Does American Zen Need Reform?

Although Eido Shimano Roshi will no longer be teaching under the auspices of the Zen Studies Society (as covered in RD recently), the effect of the scandal that led to his forced retirement is rippling throughout the larger community of American Buddhism.

At issue, as in any case of clergy abuse, is the question of authority. In the case of the Catholic Church, it is easy to see how power plays out, whether it is temporal or spiritual. But many Americans looking for eastern enlightenment have hit up against a cultural confusion that makes discernment almost impossible.

Over at Sweeping Zen, Erik Storlie has written a strong critique  of the unexamined aspects of the east-west teacher-student relationship, while lamenting this “old and discouraging story.”

In forty-six years of Zen practice I’ve observed Asian (and now Western) swamis, tulkus, roshis, rishis, dharma heirs, lineage holders, and masters of various stripes, as well as their disciples, explain that the master’s fiscal extravagance, alcoholism, cruelty, sex addiction, violence, and even rape is – of all things – “a teaching!”

[…]

This is a Mad Hatter’s tea party, where hierarchical robes and titles, sadomasochistic austerities, and subterranean libertinism mix together in incestuous “spiritual communities” filled with distrust and rivalries – all this in a scramble for the summit of some distant “spiritual” mountain. This would be comic if it weren’t tragic.
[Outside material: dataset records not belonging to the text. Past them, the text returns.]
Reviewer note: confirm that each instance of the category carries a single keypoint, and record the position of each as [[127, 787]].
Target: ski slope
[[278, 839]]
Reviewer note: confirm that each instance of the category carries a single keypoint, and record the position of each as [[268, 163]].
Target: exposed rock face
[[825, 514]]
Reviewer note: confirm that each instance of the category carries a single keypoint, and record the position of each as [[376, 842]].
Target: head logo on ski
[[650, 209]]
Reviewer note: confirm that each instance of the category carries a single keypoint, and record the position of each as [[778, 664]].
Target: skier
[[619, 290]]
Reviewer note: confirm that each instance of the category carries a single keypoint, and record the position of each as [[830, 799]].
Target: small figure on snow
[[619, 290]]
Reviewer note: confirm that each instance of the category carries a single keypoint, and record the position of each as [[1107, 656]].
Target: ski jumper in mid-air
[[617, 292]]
Storlie goes on to dispute the legitimacy of the idea of “dharma transmission,” the idea that spiritual power has passed, “mind to mind” in an unbroken chain from the time of the Buddha. He likens it to Catholicism’s apostolic succession, insisting that it bears the same dangers, and says that “Zen must undergo its own painful Protestant Reformation” if it is going to truly thrive.